What should we watch tonight?

A movie recommender system for one or two users

Ben Sturm
Towards Data Science

--

Scene from Willy Wonka and the Chocolate Factory (Image courtesy of: https://www.moviehousememories.com)

I have always loved watching a good movie. When I was a kid, the librarian at my local library would joke with me: “What movie are going to rent today, Ben?”. Of course, she knew 9 times out of 10 it would be Willy Wonka and the Chocolate Factory (the original one from 1971). So, there were usually no surprises when I came to the checkout counter with my selection in hand. We would have a few laughs, and then I’d be on my way to the dime store to buy a little candy before going home and popping the movie into our VHS player.

The types of movies that we enjoy feels like a very personal quality of ours. For instance, I would have a hard time explaining to you why I enjoy the movie Amelie so much. Is it because of the music? Or the artistic nature of the film? Or Audrey Tautou? Or my fascination with Europe? Or all of the above? As unique and unpredictable our film preferences might seem, chances are good that somebody else in the world shares very similar tastes to ours.

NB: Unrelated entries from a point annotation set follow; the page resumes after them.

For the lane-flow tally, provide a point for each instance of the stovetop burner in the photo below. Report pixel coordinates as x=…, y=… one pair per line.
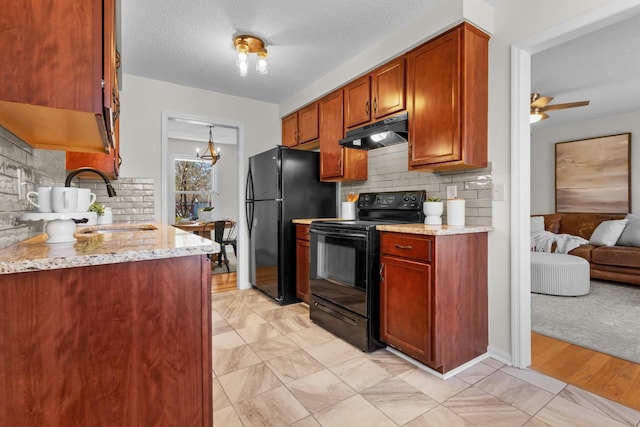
x=396, y=207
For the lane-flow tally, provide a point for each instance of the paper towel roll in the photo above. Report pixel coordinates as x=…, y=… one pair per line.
x=455, y=212
x=348, y=210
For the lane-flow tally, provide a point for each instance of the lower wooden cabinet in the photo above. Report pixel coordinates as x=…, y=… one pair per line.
x=302, y=262
x=433, y=297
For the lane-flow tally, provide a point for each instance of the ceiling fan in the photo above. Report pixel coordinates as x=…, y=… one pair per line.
x=539, y=106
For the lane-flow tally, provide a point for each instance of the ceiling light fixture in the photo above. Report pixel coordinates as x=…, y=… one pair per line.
x=246, y=44
x=210, y=153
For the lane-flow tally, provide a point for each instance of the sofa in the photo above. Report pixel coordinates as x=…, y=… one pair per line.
x=606, y=234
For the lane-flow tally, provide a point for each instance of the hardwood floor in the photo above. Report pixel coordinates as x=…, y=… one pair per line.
x=224, y=282
x=604, y=375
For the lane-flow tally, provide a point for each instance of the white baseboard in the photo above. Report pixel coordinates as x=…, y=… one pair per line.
x=444, y=376
x=500, y=355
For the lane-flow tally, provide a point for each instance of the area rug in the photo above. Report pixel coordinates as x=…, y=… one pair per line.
x=232, y=263
x=606, y=320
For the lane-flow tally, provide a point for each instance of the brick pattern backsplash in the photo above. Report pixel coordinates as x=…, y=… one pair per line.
x=134, y=202
x=388, y=172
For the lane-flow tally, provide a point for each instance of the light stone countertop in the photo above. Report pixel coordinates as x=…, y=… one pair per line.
x=434, y=230
x=128, y=244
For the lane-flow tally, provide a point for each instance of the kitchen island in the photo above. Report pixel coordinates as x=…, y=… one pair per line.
x=433, y=293
x=113, y=329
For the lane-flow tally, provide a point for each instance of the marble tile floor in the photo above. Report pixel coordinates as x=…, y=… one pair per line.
x=272, y=366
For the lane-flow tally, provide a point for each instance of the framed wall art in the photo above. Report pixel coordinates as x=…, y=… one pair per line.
x=594, y=175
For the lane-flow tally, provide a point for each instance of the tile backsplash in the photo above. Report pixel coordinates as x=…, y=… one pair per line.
x=134, y=202
x=388, y=172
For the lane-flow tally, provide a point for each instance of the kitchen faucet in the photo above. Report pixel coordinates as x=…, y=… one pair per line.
x=110, y=190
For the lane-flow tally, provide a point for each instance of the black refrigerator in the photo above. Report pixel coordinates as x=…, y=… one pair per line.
x=282, y=184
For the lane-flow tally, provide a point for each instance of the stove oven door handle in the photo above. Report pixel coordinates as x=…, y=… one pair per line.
x=335, y=233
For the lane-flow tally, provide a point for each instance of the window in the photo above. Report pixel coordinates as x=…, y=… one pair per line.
x=194, y=186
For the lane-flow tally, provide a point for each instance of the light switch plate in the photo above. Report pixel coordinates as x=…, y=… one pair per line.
x=452, y=191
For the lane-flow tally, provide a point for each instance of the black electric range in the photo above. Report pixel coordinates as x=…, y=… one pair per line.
x=345, y=263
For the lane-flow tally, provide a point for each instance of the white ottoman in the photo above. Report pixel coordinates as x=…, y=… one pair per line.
x=559, y=274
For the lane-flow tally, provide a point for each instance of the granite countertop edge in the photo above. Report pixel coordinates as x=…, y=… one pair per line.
x=165, y=241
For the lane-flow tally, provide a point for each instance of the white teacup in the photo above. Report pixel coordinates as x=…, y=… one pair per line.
x=64, y=199
x=85, y=199
x=42, y=199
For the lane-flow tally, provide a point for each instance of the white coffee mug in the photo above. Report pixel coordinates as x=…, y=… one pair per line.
x=64, y=199
x=42, y=199
x=85, y=199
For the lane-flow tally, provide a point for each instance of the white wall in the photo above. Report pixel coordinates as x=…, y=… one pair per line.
x=511, y=22
x=543, y=154
x=143, y=102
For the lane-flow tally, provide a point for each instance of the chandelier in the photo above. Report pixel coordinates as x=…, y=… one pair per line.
x=210, y=153
x=246, y=44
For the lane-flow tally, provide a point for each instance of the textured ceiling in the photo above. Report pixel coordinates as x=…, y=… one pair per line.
x=189, y=42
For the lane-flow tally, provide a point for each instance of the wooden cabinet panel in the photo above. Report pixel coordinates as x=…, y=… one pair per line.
x=357, y=102
x=119, y=345
x=302, y=262
x=300, y=127
x=338, y=163
x=448, y=90
x=388, y=88
x=308, y=123
x=433, y=299
x=55, y=99
x=405, y=246
x=406, y=308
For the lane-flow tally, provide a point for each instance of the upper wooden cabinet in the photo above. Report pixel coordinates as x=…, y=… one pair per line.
x=338, y=163
x=448, y=90
x=108, y=163
x=300, y=127
x=58, y=88
x=376, y=95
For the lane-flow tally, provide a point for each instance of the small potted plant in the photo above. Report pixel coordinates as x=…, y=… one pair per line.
x=433, y=209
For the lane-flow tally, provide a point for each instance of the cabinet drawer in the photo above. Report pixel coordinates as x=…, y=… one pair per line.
x=302, y=231
x=406, y=246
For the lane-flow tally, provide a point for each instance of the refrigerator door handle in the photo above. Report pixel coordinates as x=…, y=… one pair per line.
x=249, y=214
x=249, y=190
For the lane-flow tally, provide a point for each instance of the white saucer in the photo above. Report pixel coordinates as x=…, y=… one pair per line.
x=61, y=240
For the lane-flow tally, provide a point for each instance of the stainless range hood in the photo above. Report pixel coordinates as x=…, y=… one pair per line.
x=393, y=130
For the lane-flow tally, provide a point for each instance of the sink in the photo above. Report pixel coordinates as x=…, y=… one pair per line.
x=117, y=228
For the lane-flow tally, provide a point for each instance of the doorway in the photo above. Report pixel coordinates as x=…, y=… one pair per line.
x=186, y=136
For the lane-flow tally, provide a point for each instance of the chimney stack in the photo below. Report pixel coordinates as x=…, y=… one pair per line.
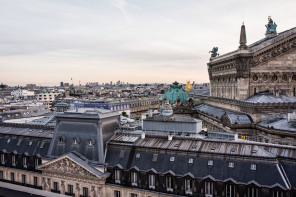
x=243, y=39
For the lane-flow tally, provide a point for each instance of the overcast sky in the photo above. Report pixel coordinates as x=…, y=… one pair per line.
x=135, y=41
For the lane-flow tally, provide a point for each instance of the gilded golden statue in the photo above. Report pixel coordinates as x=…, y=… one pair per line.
x=188, y=86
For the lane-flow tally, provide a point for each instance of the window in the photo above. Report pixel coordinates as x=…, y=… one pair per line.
x=1, y=174
x=154, y=158
x=12, y=176
x=134, y=178
x=169, y=183
x=61, y=139
x=253, y=166
x=209, y=189
x=74, y=140
x=117, y=176
x=190, y=160
x=138, y=155
x=35, y=181
x=188, y=186
x=151, y=180
x=13, y=160
x=252, y=192
x=70, y=189
x=36, y=162
x=116, y=193
x=2, y=158
x=210, y=162
x=23, y=179
x=25, y=162
x=230, y=190
x=121, y=154
x=231, y=164
x=277, y=193
x=55, y=186
x=85, y=191
x=172, y=158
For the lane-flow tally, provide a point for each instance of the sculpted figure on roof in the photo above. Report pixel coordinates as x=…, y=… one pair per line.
x=271, y=26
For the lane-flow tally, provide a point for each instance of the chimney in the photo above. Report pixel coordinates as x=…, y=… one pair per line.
x=150, y=114
x=143, y=135
x=243, y=39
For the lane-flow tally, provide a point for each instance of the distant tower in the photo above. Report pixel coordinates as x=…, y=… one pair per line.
x=243, y=39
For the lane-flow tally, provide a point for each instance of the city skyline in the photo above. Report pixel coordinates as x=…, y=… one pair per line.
x=131, y=41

This is precisely the idea behind collaborative filtering recommenders. Collaborative filtering is a technique to recommend movies to a user based on finding other users with similar tastes. We can find users with similar tastes based on the movies that we have both seen and rated similarly. Andrew Ng provides a great introduction to collaborative filtering recommender systems in his ML course.

The goal of this blog post is to share with you (1) how I built a standard movie recommender system for a single user and (2) my solution to the problem of recommending movies to 2 users wanting to watch a movie together. Too often my significant other and I are sitting in front of the TV scrolling through Netflix or Amazon Video trying to decide what movie to watch together, and it seems more often than not one of us has to make a compromise in order to accommodate the preferences of the other. So, the purpose of goal 2 was to try to find a solution for this problem, so that we can both be happy with our movie selection.

Description of the data

For my recommender system, I utilized the MovieLens 20M ratings data set. This data set consists of 20 Million ratings for 27,000 different movies by 138,000 users. The data was created between January 9, 1995 and March 31, 2015. Thus, no movies were included with a release data after March 31, 2015. The ratings data was on a scale of 0.5 stars to 5.0 stars. Each user in this data set rated at a minimum of 20 different movies. The two data files that I used for this project where the Ratings file and the Movies file. These were read into a pandas DataFrame. Screenshots of these two DataFrames are provided below.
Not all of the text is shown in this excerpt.